中小企業のデザインオフィス実践例として、年間50社以上が視察に訪れるSAWAMURA高島本社。
さらに今年、コロナ禍で使用頻度の減った大会議室を、これからの働き方を見据えたオフィススペースとしてリニューアルしました。
今回はそんな高島本社のオフィスリニューアルプロジェクトについて、前編・後編の2回に分けてご紹介します。後編のテーマは「新しいつながりを生み出すオフィスづくりとは?」です。ぜひ最後までご覧ください。
<背景と課題>
・社員数の急増により固定席の割合が増え、自由に使えるフリー席が不足。非常駐社員にとっては居座りづらい雰囲気に。
・リモート会議が普及し、会議のために集まることが減り、対面でのコミュニケーション量が減少。
部門の垣根を越えた連携力が強みである当社にとって、誰でも気軽にコミュニケーションを取れる機会を取り戻すことが課題でした。
今回のオフィスリニューアルで採用したのは、課題に対して社員が主体となりプロジェクトを進める「ボトムアップ型」の方法です。
各セクションからさまざまな職種・年代の社員があつまりプロジェクトチームを結成。コンセプト設計からプラン検討、完成後のオフィス運用検討まで主導しました。
まずはじめにオフィスリニューアルのコンセプトを検討。各自がコンセプト案を持ち寄り決まったコンセプトが「あつまる・ひろがる」でした。
課題である「コミュニケーション機会の創出」に対して、ただ座席数を増やすだけではなく、社員が「集まる場」としてオフィスの価値を高め、知識やアイデアが「広がる場」として発展させていくことを目標にしています。
空間づくりの話に入る前にコンセプト(=目標)を決めたため、プロジェクトチーム内での共通認識が深まり、オフィスリニューアルで目指す方向性がより明確になりました。
コンセプトが決まり空間設計がスタートするにあたり大切にしたのは、実際に社員が使っているシーンを思い描けるかどうかです。
使いやすさを求めるうえで、プロジェクトメンバーがそれぞれの部門でヒヤリングを行うなど、社内の意見を収集。実体験に即したコミュニケーションシーンや活用シーンを空間づくりに落とし込みました。
もちろん、今の活用シーンだけでなくこれからどう使っていきたいか、という視点で思い描くことも重要です。

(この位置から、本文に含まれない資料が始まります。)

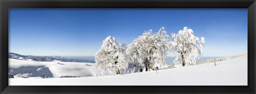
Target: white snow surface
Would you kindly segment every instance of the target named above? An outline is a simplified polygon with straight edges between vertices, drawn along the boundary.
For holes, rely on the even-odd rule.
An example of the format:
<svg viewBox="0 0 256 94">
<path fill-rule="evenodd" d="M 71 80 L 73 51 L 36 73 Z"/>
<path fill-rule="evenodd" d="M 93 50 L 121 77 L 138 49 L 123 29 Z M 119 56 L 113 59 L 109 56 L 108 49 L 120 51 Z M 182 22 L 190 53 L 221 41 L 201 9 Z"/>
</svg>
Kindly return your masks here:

さまざまな角度から意見を出し合い、時には固まりかけたプランを考え直すこともありました。
そして決まったリニューアルプランを形にする際には、デザインから使いやすさまで、細かなこだわりを現場レベルで追及!
オフィスで実際に働く立場の社員が主導することで、限られた面積でも密度の高いオフィス空間が出来上がりました。

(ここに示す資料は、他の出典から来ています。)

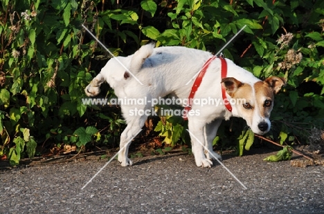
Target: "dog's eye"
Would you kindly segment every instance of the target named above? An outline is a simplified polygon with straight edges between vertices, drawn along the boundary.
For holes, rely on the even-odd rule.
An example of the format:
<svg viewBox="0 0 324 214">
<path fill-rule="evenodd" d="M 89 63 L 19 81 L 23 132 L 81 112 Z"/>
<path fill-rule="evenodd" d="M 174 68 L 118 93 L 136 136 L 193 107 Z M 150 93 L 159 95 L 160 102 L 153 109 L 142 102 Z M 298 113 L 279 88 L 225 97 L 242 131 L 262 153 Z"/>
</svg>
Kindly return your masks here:
<svg viewBox="0 0 324 214">
<path fill-rule="evenodd" d="M 264 101 L 264 107 L 270 107 L 271 106 L 272 101 L 271 100 L 266 100 Z"/>
<path fill-rule="evenodd" d="M 244 104 L 243 107 L 244 107 L 245 109 L 251 109 L 252 108 L 252 106 L 250 105 L 249 103 Z"/>
</svg>

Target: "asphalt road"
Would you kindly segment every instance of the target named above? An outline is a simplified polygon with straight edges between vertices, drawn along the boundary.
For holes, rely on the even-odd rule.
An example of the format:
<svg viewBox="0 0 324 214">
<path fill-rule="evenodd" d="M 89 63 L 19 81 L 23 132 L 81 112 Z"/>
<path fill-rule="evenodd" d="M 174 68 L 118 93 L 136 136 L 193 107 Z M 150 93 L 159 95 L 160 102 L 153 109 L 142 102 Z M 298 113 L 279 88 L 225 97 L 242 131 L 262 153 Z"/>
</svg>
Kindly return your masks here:
<svg viewBox="0 0 324 214">
<path fill-rule="evenodd" d="M 223 156 L 247 189 L 217 162 L 198 168 L 182 153 L 134 158 L 131 167 L 114 159 L 83 190 L 107 159 L 1 170 L 0 213 L 324 213 L 324 167 L 262 161 L 276 153 Z"/>
</svg>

当初想定していた以外の使い方が生まれることも。カフェをイメージしたオフィスでは、一日限りのSAWAMURAカフェが開店!
オフィスはさまざまな企業課題を解決できる可能性を秘めていますが、単なる空間づくりだけでは難しい場合もあります。
今回のオフィスリニューアルでは、ハード(=空間)とソフト(=運用)の両面に対して社員主導でブラッシュアップを実施。ソフト面での実施内容についても紹介します!
積極的なコミュニケーションの活性化を促すべく、固定席を持つ社員に対しては部門ごと6名単位のグループに分けグループアドレス化を開始しました。月ごとに席替えがおこなわれ、隣り合うグループが変わるため、今まで対話が生まれなかった部門同士のシナジーも期待しています!
また、他拠点に常駐している社員とのコミュニケーションについては、以前より活用しているオンラインオフィスoViceとの連携内容を見直し。オンラインでも気軽に話しかける距離感づくりを目指して試運転中です。
社員が主体となってオフィスを共創する時代
コロナ禍により急速にオフィスの存在意義が見直されている時代、働く人たちが自分たちで考え、将来どうなりたいのか、何が課題なのかを話し合いながら、自社に合った「働く環境」全体のデザインしていくボトムアップ型のオフィスづくりが注目されています。
今後もSAWAMURAでは、定期的にオフィスの使い方を見直し、企業の成長に合わせて空間や働き方のアップデートを続けていきます。もちろん自社オフィスの運用で得たノウハウは、お客様のオフィスづくりにもいかしていきますのでご期待ください!